聚光灯“唰”地打在她身上,瞬间把周围的喧闹都隔了开!一身浅色纱裙衬得身形纤细,手里的小提琴泛着柔和的光,左脚微微前伸,肩膀轻轻下沉,下巴抵在琴托上,眼神亮得像藏了星光,稳稳盯着琴弦。

电影学院元旦晚会,礼堂座无虚席,悠扬的小提琴声音颇为动听,台上的男生目不转睛地盯着,她仿佛在发光。

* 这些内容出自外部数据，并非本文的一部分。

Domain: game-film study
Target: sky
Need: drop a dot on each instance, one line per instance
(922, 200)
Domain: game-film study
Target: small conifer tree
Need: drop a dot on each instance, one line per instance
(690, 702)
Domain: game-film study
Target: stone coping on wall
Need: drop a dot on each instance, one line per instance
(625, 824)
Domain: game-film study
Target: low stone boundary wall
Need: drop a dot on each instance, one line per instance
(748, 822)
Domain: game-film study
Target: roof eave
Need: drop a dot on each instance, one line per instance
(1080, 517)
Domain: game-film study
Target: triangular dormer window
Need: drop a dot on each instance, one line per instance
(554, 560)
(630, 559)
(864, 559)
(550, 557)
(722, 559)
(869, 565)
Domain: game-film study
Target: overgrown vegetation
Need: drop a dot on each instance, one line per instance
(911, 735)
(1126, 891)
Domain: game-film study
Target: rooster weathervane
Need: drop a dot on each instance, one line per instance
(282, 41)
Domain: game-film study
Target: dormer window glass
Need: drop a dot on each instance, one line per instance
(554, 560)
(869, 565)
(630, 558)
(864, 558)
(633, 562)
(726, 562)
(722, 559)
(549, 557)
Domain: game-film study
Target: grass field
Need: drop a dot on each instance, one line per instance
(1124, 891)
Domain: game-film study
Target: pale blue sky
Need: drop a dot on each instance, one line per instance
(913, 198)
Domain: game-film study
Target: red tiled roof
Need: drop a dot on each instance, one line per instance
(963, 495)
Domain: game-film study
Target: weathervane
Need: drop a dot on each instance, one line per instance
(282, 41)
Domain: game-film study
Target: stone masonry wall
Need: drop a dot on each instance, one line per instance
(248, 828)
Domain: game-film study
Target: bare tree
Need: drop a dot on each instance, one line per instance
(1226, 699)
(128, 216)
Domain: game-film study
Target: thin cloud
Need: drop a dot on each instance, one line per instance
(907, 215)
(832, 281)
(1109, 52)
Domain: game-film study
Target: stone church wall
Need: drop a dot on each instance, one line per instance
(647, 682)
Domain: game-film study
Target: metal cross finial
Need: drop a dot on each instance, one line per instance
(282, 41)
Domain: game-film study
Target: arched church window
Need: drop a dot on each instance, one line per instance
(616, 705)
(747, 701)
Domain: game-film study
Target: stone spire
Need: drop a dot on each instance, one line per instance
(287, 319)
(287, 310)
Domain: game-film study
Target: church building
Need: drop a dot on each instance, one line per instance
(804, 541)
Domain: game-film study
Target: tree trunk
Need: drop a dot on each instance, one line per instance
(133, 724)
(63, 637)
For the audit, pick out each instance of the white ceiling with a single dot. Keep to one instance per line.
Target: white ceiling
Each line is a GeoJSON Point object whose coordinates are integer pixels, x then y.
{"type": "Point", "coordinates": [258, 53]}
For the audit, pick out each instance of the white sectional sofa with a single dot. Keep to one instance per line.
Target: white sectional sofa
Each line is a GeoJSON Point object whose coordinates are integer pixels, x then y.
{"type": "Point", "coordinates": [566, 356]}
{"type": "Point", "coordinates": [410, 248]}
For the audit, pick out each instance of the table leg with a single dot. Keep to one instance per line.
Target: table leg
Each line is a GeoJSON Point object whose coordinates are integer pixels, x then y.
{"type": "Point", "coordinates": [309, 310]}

那条裙子是他程序开发后赚的第一笔钱买的,虽然不多,但足够他供他们两个人大学期间的学费还有生活费了,昨夜熬了很久,做程序累得不行,眼底还是有些掩不住的疲惫。

花清涟下台后,就直奔傅锦琛身边。

掌声渐渐停下来,纷纷朝那位清纯校花看去。

随着主持人字正腔圆的介绍,注意力才回到舞台中央。

聚光灯穿透暗场,将她的身影勾勒得愈发清雅,一身水绿色绣竹舞衣垂坠落地,裙摆绣着银线暗纹,随着呼吸轻轻起伏,立于舞台中央,双脚呈小八字步,膝盖微屈,身姿如风中劲竹般挺拔却不失柔韧,双臂自然垂落,指尖松弛如柳丝轻垂,下颌微收,眼帘轻阖,舞步蹁跹,腰肢柔若柳枝,指尖划出优美弧线,转身时裙摆扫过地面,宛如月下仙子起舞。

观众们屏息凝神,目光紧紧锁定着。

随着节奏,她的动作也随之轻柔,以卧鱼姿势屈膝跪地,身体微倾,双臂轻扇,裙摆铺展,随后缓缓起身,双臂云手收归胸前,指尖相扣,缓缓低头,下颌抵着胸口,身姿优雅端庄。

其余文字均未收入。